People typically consider factors that burden the network and prevent it from performing sufficiently. Sometimes, however, the network itself can be a bottleneck to operations.

NYU experienced this firsthand in 2017 when its network couldn't handle the massive amounts of data required for its research applications. The university needed to create a network that could accommodate massive amounts of data transfer, said Robert Pahle, senior research scientist of research technology at NYU, during a presentation at ONUG's AI Networking Summit conference.

When NYU began the project, it initially tried to create a network with traditional practices in place. However, the university soon realized it needed a network with greater flexibility. For example, traditional switches don't offer detailed information about the network data that researchers need to collaborate with partner organizations. This need to connect with partners more freely enabled NYU to create an open source network, Pahle said.

What is open networking?

Open networking is an approach to networking that decouples hardware from software. Instead, organizations can use commodity hardware -- cheaper, interchangeable hardware -- and open standards. This gives enterprises greater flexibility to choose hardware components that better suit their specific needs.

According to Gavin Cato, CTO and head of platform solutions at Celestica, networking is undergoing a transformation -- similar to the telecom industry -- from modular systems with proprietary hardware to customizable, open networks with commodity hardware. Networks with these capabilities better suit an organization's use cases and requirements, such as high speeds and low latency.

"If you have a massive pipe, you don't need a bunch of functions for [quality of service] to deliver your performance. The pipe itself will deliver the performance; it's how you structure that architecture," Cato said.

This directly relates to NYU's situation. Rather than adding new capabilities to restructure the existing network to match their needs, the university built a new open network architecture to support massive data transfer and meet their low-latency requirements.

NYU's transition to open networking

When NYU planned to create a new network for its research applications, it faced two significant problems with traditional networking:

  1. Scalability. Most traditional networking hardware can't scale efficiently and isn't sufficient for its high-bandwidth, low-latency applications.
  2. Cost. Large, proprietary switches that could better fulfill their needs aren't cost-effective for the upgrade project.

The core issue was that NYU needed a flexible, scalable and high-performing network and that it needed to build this network cost-effectively. This led to the decision to build an open network with small, lean devices. The simplicity and reduced costs of these devices enabled NYU to deploy them across the network both quickly and strategically, Pahle said, and provided them with the ability to adjust capacity where necessary.

Open networking addresses implementation challenges

According to Pahle, NYU's transition to open networking helped the organization support its research applications in a few ways.

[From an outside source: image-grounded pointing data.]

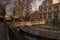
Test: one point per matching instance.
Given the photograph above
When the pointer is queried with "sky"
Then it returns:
(36, 4)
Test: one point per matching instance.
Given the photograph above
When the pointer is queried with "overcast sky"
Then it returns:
(36, 4)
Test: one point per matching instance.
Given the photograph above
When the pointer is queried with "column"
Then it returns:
(52, 13)
(47, 14)
(58, 12)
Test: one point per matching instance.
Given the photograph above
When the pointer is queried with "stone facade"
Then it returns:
(49, 11)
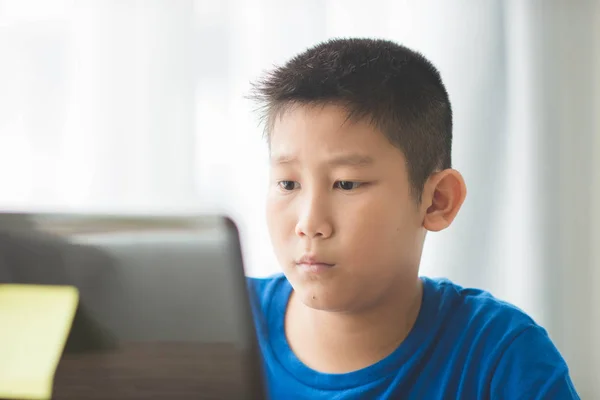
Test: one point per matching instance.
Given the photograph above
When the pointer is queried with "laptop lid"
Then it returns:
(163, 312)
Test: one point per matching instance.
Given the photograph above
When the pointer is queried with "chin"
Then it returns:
(320, 299)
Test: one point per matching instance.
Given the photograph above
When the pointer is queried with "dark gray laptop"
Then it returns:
(164, 312)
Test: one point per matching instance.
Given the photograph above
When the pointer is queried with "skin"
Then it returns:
(340, 197)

Overcoming hardware limitations

Before NYU built its open network, the organization struggled with enabling high-speed networking for researchers. For example, the organization was able to provide 100 Gigabit ports, but NYU's desktop computers couldn't support such high speeds, Pahle said. Most consumer-level network interface cards capped out at around 35 Gigabits per second, so many vendors didn't support cards with such high speeds in desktops due to cooling issues.

When NYU created its open network, the organization built a lab to experiment and see how the architecture would respond to changes. Because the network was based on open source hardware, NYU could use advanced chips to enable research applications.

Adding additional services to scale

NYU's architecture, built using small, lean devices, resulted in an extremely fast network. To address the scaling problem, NYU distributed multiple storage services across the infrastructure. According to Pahle, round-trip latency across the network measures 400 microseconds.

"We're [distributing] storage systems [across] campus, and because the network is so fast and scalable, it doesn't really matter where they're located," Pahle said. "[We] don't have latency problems."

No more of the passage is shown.